In this project, I shot and digitized photos, recovered homographies, warped the phots, and blended them into mosiacs using linear blending.
After shooting and digitizing a set of photos, I tried to figure out a way to recover a homography matrix between two sets of point correspondences. To do this, I take Hp = p' where p = [x, y, 1] and p' = [wx', wy', w] and convert it to Ah = b where h is the 8 variables in H and b = [x', y']. I add more rows to A and b depending on the number of point correspondences we are using to compute a Homography. Then, I use least squares to get the 8 variables in h and convert into a 3x3 H matrix. I then use the inverse of H to warp my images. Shown below, I have "rectified" two images by warping them so that certain planes are frontal-parallel. To do this, I chose a set of points on the original image and warped them to a set of points that I manually set. For the first set of images, I rectified a dining room image so that the purse is in the front view of the picture. For the second set of images, I rectified a lobby image so that the fire alarm box is in the front view of the picture.
Dining Room Image |
Rectified Image |
Lobby Image |
Rectified Image |
For making mosaics, I took my first image and placed it into a bigger black image. I then warped my second image to this bigger black image. To combine this warped image with the bigger image, I tried to use linear blending.
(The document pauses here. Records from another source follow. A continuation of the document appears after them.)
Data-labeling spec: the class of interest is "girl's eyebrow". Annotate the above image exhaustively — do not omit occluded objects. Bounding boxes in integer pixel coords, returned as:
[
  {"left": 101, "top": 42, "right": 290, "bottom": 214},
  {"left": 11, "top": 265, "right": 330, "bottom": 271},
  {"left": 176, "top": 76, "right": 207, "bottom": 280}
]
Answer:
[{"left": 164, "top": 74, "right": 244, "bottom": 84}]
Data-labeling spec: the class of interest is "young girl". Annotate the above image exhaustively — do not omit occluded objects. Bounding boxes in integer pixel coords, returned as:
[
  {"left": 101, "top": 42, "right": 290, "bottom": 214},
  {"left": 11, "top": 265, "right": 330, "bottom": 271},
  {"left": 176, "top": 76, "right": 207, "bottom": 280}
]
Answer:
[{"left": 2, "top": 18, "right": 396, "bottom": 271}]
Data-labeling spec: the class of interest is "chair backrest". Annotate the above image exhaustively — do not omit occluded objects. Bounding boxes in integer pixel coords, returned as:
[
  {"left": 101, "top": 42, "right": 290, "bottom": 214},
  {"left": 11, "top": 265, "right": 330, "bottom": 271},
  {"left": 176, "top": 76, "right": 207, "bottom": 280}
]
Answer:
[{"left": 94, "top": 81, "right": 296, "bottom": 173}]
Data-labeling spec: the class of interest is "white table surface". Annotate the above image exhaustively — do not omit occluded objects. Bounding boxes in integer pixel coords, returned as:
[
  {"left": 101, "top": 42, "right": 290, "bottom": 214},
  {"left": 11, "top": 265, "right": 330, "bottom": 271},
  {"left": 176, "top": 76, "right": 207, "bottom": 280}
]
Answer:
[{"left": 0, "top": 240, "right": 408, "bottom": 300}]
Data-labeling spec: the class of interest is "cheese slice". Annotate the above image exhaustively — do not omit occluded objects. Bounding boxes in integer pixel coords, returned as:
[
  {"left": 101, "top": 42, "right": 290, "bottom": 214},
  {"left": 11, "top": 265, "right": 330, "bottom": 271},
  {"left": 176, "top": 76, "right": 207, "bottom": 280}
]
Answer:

I created a mask that fell off linearly from 1 to 0 in the overlap region between the bigger image and my second image. This seemed to do a good job getting rid of some but not all artifacts. The results are shown below for three mosaics. The first is a wall in my apartment's living room. The second is an intersection outside my apartment. The third is the lobby of my parents' house in Saratoga.
Left View Wall |
Right View Wall |
Wall Mosaic |
Left View Intersection |
Right View Intersection |
Intersection Mosaic |
Left View Lobby |
Right View Lobby |
Lobby Mosaic |
From this project, I learned that image warping and blending can create seamless-looking panoramas. In general, it is cool to see how a mix of processing techniques can create illusions that would potentially fool the average person. I am excited for the next phase of the project, where we do not have to manually click points to create mosaics.